Por decisão do Diretor-Geral da dos Serviços Prisionais, podem ser concedidas “saídas administrativas” por um período máximo de 45 dias. Não se trata de saídas judiciais da competência de juiz (Tribunal de execução de Penas), mas sim de medidas de natureza administrativa, renováveis, que poderão ser seguidas uma antecipação da liberdade condicional, pelo período máximo de seis meses, essa já da competência de juiz.  Estas saídas estão sujeitas ao regime previsto no artigo 78.º do Código da Execução das Penas e Medidas Privativas da Liberdade para as saídas administrativas de curta duração, que são da competência dos diretores de estabelecimentos prisionais e pressupõem que o recluso já tenha beneficiado de uma saída jurisdicional. Contudo, a sua longa duração, o caráter renovável e a articulação com a liberdade condicional antecipada aconselhariam a que fosse uma medida jurisdicional (o que não terá acontecido por razões de “praticabilidade”).

O reexame dos pressupostos da prisão preventiva

Prevê-se ainda (no artigo 7º) que o juiz deve proceder ao reexame dos pressupostos da prisão preventiva, independentemente do decurso dos três meses previsto no artigo 213.º do Código de Processo Penal.
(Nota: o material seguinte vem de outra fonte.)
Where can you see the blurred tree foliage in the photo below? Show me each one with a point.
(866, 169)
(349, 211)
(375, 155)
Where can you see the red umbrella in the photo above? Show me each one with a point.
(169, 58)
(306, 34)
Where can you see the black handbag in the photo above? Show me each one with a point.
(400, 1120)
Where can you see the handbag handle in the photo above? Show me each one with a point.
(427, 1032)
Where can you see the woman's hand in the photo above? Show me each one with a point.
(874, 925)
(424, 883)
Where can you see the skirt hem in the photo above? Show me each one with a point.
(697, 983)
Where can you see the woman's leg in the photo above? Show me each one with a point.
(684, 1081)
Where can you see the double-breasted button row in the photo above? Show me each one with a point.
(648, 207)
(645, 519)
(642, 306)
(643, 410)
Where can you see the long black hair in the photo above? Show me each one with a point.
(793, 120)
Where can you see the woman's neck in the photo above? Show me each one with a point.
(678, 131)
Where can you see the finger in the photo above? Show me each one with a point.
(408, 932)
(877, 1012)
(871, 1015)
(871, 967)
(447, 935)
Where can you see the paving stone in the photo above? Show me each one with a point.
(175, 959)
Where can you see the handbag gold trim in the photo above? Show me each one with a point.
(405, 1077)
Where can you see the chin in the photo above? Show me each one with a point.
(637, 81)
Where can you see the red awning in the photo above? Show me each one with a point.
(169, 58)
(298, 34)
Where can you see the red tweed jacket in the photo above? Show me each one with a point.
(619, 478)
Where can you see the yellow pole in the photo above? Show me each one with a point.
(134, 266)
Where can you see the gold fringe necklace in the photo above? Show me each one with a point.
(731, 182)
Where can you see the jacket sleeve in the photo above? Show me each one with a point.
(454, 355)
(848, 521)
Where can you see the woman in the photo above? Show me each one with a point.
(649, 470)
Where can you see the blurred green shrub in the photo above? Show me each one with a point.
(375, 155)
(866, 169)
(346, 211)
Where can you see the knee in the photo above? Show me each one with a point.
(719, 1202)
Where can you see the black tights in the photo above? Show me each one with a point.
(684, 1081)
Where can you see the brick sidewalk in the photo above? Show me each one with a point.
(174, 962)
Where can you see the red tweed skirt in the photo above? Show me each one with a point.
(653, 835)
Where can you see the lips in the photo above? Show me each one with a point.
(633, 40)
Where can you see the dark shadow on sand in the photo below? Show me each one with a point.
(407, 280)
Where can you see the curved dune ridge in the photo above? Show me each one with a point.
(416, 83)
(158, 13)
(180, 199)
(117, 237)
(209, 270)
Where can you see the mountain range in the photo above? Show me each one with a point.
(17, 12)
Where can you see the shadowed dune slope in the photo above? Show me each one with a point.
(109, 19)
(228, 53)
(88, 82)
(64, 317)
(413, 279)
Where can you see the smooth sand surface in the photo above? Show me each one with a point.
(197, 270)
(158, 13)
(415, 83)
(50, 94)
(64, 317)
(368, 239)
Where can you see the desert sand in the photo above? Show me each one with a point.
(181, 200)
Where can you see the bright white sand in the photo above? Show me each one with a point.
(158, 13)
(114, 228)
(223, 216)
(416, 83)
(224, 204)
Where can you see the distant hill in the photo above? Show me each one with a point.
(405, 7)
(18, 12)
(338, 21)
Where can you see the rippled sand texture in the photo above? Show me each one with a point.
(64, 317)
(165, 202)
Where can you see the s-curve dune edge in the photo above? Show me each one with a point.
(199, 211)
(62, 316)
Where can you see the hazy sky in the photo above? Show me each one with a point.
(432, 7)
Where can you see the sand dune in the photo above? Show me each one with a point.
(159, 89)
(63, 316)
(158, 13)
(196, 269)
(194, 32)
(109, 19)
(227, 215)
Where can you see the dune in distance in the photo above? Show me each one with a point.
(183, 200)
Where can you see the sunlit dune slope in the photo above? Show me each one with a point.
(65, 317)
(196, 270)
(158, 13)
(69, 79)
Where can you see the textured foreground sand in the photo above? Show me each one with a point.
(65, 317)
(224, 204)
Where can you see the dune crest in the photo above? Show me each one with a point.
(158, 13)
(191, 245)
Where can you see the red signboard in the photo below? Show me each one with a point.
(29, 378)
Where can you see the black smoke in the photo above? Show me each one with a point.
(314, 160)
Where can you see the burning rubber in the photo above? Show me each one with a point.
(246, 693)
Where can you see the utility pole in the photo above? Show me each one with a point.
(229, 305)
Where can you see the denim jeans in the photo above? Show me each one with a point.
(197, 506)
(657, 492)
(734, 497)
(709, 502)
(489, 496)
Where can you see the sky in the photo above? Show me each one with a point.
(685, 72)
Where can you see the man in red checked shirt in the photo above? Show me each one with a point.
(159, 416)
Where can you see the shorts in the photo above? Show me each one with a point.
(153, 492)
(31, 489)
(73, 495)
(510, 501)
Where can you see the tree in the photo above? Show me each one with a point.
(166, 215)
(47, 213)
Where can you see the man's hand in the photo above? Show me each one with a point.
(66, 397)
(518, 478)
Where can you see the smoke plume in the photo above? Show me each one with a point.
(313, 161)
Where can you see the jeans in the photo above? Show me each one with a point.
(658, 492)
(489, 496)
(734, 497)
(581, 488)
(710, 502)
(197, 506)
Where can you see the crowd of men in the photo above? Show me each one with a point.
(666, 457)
Continua a exigir-se uma ponderação que tenha em conta, designadamente, a “efetiva” subsistência dos requisitos gerais previstos no artigo 204.º daquele Código. Esta medida aplica-se a todos os crimes e a todos os agentes, sem exceção (a lei não faz aqui nenhuma restrição). Uma eventual redução teleológica do regime de reexame dos pressupostos da prisão preventiva ou uma aplicação analógica das restrições previstas para ao perdão e o indulto violariam claramente o princípio da legalidade penal (artigo 29º da Constituição).

Sobre esta questão, cfr. Albergaria, P. , Revista Julgar online, Abril, 2, 2020.